- October 13, 2016
Winter Garden’s plans to redesign Dillard Street are steadily moving forward.
During the Sept. 27 City Commission meeting, city leaders authorized a contract with a consulting engineering firm called Cribb Phillbeck Weaver Group for a not-to-exceed amount of nearly $1.49 million.
The firm will be tasked with preparing detailed, technical designs for the Dillard Street Reconstruction Project that abide by the Florida Department of Transportation’s policies and align with the conceptual design provided by the city’s design contractor for the project, Toole Design Group.
During the meeting, Toole Design Group presented city leaders with the finished conceptual designs for Dillard Street Reconstruction Project, which focuses on the mile-long stretch of road from Plant Street to West Colonial Drive.
The concept design envisions an environmentally, bicyclist- and pedestrian-friendly three-lane corridor for the future Dillard Street intended to encourage slower speeds, said Ian Lockwood, a Liveable Transportation Engineer with Toole Design Group.

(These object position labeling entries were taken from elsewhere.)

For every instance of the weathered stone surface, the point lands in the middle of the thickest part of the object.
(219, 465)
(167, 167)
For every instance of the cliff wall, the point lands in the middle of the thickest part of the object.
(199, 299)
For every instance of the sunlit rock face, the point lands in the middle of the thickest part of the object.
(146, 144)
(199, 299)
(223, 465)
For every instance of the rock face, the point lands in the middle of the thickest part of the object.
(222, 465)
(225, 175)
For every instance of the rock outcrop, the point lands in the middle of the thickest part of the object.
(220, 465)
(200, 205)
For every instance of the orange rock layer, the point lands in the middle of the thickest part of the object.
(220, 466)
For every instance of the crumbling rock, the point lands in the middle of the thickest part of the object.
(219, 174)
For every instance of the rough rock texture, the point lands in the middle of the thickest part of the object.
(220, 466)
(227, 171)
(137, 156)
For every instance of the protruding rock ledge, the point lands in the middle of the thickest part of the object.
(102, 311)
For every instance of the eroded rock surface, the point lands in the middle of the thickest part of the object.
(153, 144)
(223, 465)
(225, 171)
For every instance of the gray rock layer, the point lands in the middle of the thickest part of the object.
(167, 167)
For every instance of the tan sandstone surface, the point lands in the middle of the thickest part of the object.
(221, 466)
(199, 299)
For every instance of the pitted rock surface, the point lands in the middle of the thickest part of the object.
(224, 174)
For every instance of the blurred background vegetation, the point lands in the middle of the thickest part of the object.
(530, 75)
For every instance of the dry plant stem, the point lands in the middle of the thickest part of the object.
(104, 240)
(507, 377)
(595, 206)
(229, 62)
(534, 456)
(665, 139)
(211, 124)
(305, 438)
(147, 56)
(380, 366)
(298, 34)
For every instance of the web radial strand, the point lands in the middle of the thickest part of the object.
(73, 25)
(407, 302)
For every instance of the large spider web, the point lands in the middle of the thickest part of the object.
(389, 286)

Lockwood emphasized his firm has done everything it could to incorporate the requests of the community as expressed in prior community workshops. According to Lockwood, community input revealed a desire for a beautiful roadway with slower speeds that was easy for pedestrians and bicyclists to cross, but also attracted investment and included a connection to the West Orange Bike Trail and shade-providing trees.
“Right now, (Dillard Street) is a somewhat hostile, fast and dangerous street, so we’re trying to make it a friendly, green, multi-modal street that would be attractive to most people,” Lockwood said. “And we completed the original concept for that, which has been enjoying a lot of community support. Our job now is to help oversee the detailed engineering so that the intent makes it all the way through to construction and nothing gets lost in translation.”
According to the conceptual design, the future Dillard Street may include three roundabouts located at Plant Street, Smith Street and Story Road. It also would be constructed with permeable porous asphalt, which allows stormwater to get down to the water cable and reduces flooding in lakes and retention ponds, Lockwood said.
The design firm also proposed the addition of a dedicated two-way bike trail that connects to the West Orange Trail and about a dozen pedestrian crosswalks.
Lockwood said the three proposed roundabouts are preferable to signalized intersections if the goal is safety and aesthetics, because they have been shown to reduce traffic crashes and encourage slower speeds.
“Signals actually encourage people to either speed up before the light turns red or stop completely, and you get rear-end crashes,” he said. “And what roundabouts do is they create a slow and steady speed profile. Most of the time, nobody would ever have to stop at those roundabouts — unless there’s a pedestrian there or you have to wait for someone already in the roundabout. So it keeps traffic flowing but at a safe speed.”
Dillard also might become a three-lane roadway, with one northbound and one southbound, plus turn lanes, he said. Given the low volume of daily traffic the road receives, Lockwood’s firm does not see a need for more lanes. They believe the widening of the road years ago was a mistake, he said.
“The intersection at 50 — where the street’s the busiest — only has a double left-turn lane coming into it from the west, a single right-hand turn from the east, and a single through lane from the south,” he said. “And those lanes only get green time for a small portion of the traffic signal, so no matter how hard you try, you can never deliver more than one lane for the traffic through Dillard Street. You can’t get more traffic than the signal can deliver. ... So there’s no way you can get more than one lane’s worth of traffic.”